Although the theory of identity between mental states and brain states has been defended since Hobbes by the materialistic and naturalistic philosophers of the eighteenth and nineteenth centuries, it was not until the 1950s that philosophers like Ullin Place, Herbert Feigl and John J. C. Smart, presented it as a central thesis of their philosophy, each proposing a different version. In the early 1960s, David M. Armstrong generalized identity: all mental states (including conscious experiences and intentional states) are identical to physical states of the central nervous system. We will then speak of an Australian materialistic school to designate the philosophy of mind that has developed in Australian universities around the theory of mind-brain identity.

Thesis of the type-identity

The theory of mind-brain identity suggests that each “type” (or kind) of mental state is identical to a “type” of brain state. According to this theory, there exists for each type of mental state M a certain type of physical state P to which M is identical, according to a law of nature which remains to be discovered. This is a stronger or more radical thesis than identifying only the occurrences of mental states with occurrences of brain states. It makes it possible to establish a systematic correlation between the psychological characteristics of the mind and those neurophysiological of the brain, whereas the identity of the occurrences only implies that the mental states and the brain states are numerically identical, are realized within a same process in the brain.

A scientific hypothesis

Mind-brain identity does not derive from logical or semantic reasons.
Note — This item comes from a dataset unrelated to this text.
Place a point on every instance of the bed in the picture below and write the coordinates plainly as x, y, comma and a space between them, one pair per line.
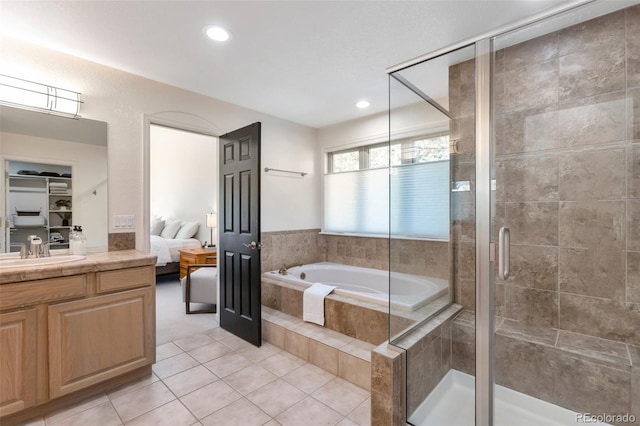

Instead of following a priori from an analysis of the content of mental concepts, it is established a posteriori on the basis of empirical research. It is up to the sciences, especially neuroscience and psychology, to discover what types of physical states are the mental states and to establish the psychophysical laws that justify the reduction of the first to the second.

The mind-brain theory can be compared to the theory of the electromagnetic nature of light. Before the theories of electricity developed, light appeared as a mysterious phenomenon. Once the electricity was discovered, the light could be identified with electromagnetic radiation. In this case, it is not a question of asserting that light is caused by such radiation (it would remain enigmatic in itself), but that it is nothing else than this electromagnetic radiation. In the same vein, the goal is not to say that mental states are caused by neurophysiological processes, but that they are nothing more than neurophysiological processes of a certain type. For advocates of this form of physicalism, it is theoretically possible to reduce psychology to physical descriptions of what is happening in the brain by establishing that type of identity as well as the “bridging laws” that connect the statements of the psychology to those of neurophysiology.